By Molly Ryan

 

Though the Electronic Communications Privacy Act was passed in 1986, it has not been updated to reflect the evolving communication norms.  The recent scandal involving General Petraeus has finally spurred Congress to update the act.  The proposed bill will require police to obtain a warrant before reading emails and any other form of electronic communication.  Currently, only an administrative subpoena is required unless the email was already open or sent over 180 days ago.  There was draft provision containing an exception in order to expedite the process of obtaining business records.  This would have limited the warrant requirement only to service providers to the public.  There was understandable controversy over this as information such as student emails from a  university would be available with only a subpoena.  It has not been included in the most recent draft.

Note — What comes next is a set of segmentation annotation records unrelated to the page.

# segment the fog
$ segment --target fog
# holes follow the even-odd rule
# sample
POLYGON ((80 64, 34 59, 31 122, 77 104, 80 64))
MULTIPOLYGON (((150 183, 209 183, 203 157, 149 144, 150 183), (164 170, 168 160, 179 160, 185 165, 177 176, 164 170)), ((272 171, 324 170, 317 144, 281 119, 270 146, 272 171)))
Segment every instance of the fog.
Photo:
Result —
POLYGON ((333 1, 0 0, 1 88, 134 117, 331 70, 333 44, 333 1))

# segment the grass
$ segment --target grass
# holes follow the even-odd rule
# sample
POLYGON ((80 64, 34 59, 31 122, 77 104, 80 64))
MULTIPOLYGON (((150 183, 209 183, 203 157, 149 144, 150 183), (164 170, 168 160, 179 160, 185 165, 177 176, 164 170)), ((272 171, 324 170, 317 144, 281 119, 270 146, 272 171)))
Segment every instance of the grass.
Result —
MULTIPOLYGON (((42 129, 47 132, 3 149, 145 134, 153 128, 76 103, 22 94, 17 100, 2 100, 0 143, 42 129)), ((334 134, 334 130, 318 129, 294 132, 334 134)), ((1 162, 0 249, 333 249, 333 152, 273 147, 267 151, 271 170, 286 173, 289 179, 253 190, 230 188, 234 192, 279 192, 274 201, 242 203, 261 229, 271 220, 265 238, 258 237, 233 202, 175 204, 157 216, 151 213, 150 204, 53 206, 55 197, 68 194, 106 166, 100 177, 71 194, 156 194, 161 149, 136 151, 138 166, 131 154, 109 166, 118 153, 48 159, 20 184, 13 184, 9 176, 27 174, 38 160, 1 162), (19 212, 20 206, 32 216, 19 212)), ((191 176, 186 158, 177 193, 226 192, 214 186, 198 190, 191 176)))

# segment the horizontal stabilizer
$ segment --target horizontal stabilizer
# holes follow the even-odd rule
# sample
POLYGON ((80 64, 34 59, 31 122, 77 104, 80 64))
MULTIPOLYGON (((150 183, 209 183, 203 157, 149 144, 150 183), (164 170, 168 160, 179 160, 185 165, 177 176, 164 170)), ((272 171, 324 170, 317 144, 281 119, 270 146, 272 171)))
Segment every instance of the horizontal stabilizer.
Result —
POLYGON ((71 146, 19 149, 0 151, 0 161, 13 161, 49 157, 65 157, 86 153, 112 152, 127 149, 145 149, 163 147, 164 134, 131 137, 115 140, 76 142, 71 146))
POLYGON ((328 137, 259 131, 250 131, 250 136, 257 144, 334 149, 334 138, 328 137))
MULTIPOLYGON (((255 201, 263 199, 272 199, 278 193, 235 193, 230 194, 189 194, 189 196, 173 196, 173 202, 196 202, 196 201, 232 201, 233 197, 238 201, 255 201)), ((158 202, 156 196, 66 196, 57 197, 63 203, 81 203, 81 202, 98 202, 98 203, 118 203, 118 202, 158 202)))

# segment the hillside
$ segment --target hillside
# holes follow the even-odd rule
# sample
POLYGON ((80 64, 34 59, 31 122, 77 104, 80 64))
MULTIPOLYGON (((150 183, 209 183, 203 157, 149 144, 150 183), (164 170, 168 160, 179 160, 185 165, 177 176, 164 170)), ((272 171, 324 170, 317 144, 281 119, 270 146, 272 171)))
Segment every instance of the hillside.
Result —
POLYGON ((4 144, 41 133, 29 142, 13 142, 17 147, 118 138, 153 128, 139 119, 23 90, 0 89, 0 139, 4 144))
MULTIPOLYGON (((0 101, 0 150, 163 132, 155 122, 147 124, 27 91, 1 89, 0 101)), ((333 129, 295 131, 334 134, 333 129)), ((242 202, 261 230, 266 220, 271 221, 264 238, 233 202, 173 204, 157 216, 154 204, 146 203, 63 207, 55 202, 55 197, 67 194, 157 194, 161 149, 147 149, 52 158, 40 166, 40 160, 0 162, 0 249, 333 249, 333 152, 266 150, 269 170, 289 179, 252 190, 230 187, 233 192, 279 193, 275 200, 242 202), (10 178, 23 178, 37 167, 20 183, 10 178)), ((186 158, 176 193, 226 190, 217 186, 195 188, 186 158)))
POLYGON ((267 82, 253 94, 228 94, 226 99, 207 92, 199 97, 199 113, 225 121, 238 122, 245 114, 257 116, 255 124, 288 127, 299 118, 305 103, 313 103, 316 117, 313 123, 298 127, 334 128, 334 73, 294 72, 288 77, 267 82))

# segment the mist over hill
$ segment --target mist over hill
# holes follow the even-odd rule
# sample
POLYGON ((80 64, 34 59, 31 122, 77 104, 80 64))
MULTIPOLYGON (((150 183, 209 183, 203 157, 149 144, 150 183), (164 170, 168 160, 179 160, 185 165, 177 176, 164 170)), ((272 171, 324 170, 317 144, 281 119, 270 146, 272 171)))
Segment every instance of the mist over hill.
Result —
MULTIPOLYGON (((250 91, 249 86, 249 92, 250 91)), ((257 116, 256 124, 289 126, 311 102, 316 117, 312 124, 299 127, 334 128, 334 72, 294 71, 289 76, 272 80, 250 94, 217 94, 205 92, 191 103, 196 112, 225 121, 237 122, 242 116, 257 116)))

http://thehill.com/blogs/hillicon-valley/technology/269569-leahy-keeps-tough-protections-in-email-privacy-bill

The idea that to read emails police should have a warrant seems to be a common sense one, given today’s current conception of privacy and the increased prominence of email as a major form of communication.  This bill and the efforts to update it highlight a broader concern – namely, how do we define privacy such that our legal system’s definition can keep up with that of society?  Julie E. Cohen, a Georgetown University Law professor suggests that we move away from a conception of privacy as merely a tool to further other, independent aims such as liberty.  In the current conception, privacy is one of many means to protect other values and as such is interchangeable with other defenses.  She sees privacy as an end in itself, a buffer that keeps us free to develop without surveillance.  Perhaps if the law defined privacy this way, it would be much easier for the law to progress alongside technology.